Climate change will lead to the spread of thousands of new viruses to animal species by 2070 – and this is likely to increase the risk of transmitting infectious diseases from animals to humans, according to new research. .
This is particularly true in Africa and Asia, continents that have been centers of deadly diseases from humans to animals or vice versa in recent decades, including influenza, HIV, Ebola and corovirus.
The researchers, who published their findings in the journal Thursday ება used the model to study how viruses could migrate and share more than 3,000 mammal species over the next 50 years if global warming were 2 degrees Celsius (3.6 degrees Fahrenheit). . Recent Search Shows is possible.

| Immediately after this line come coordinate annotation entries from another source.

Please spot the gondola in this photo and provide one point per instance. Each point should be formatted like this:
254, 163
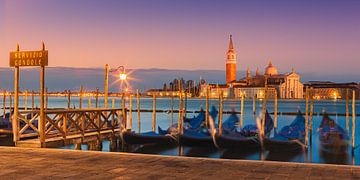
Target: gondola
133, 138
198, 137
245, 139
333, 138
290, 138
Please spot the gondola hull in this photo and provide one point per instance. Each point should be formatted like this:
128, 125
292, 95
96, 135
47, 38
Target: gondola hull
275, 145
235, 142
195, 141
143, 138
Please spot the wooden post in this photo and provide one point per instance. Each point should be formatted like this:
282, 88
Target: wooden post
207, 107
254, 104
106, 86
353, 123
80, 96
154, 113
130, 111
69, 99
32, 100
306, 116
172, 109
46, 98
26, 100
264, 108
15, 120
347, 110
242, 110
123, 110
112, 103
180, 111
4, 104
275, 109
41, 125
89, 102
97, 98
220, 111
138, 109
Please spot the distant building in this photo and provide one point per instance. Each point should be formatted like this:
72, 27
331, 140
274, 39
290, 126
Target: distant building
287, 85
331, 90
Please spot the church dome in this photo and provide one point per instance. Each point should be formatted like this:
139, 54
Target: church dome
271, 70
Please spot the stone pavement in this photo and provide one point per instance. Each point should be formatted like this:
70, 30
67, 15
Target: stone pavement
26, 163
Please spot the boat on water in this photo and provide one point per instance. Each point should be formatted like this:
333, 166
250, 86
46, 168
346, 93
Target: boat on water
333, 138
198, 137
162, 137
290, 138
245, 139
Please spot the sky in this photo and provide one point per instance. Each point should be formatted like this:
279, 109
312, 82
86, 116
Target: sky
311, 36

They found that the virus species spread more than 4,000 times to mammals alone. Birds and marine animals were not included in the study.
The researchers said that not all viruses spread to humans or become pandemics through corovirus, but the number of virus species increases the risk of them spreading to humans.
The study highlights two global crises – climate change and the spread of infectious diseases – as the world struggles to do its best to address them.
Previous research has looked at how deforestation and extinction and trade in wild animals have led to the spread of disease among animals and humans, but less research has been done on how climate change may affect the transmission of this species. of the disease, the researchers said. at a media briefing on Wednesday.
“There’s not much talk about climate in the context of zoonoses,” diseases that can be transmitted from animals to humans, said Colin Carlson, co-author of the study and assistant professor of biology at Georgetown. University. “Our research … combines the two most pressing global crises we have.”
Experts on climate change and infectious diseases agree that global warming is likely to increase the risk of new viruses.

Daniele R. Brooks, a biologist at the University of Nebraska State Museum and co-author of The Stockholm Paradigm: Climate Change and Emerging Disease, said the study confirms the risk of climate change in terms of higher risk of infectious diseases. .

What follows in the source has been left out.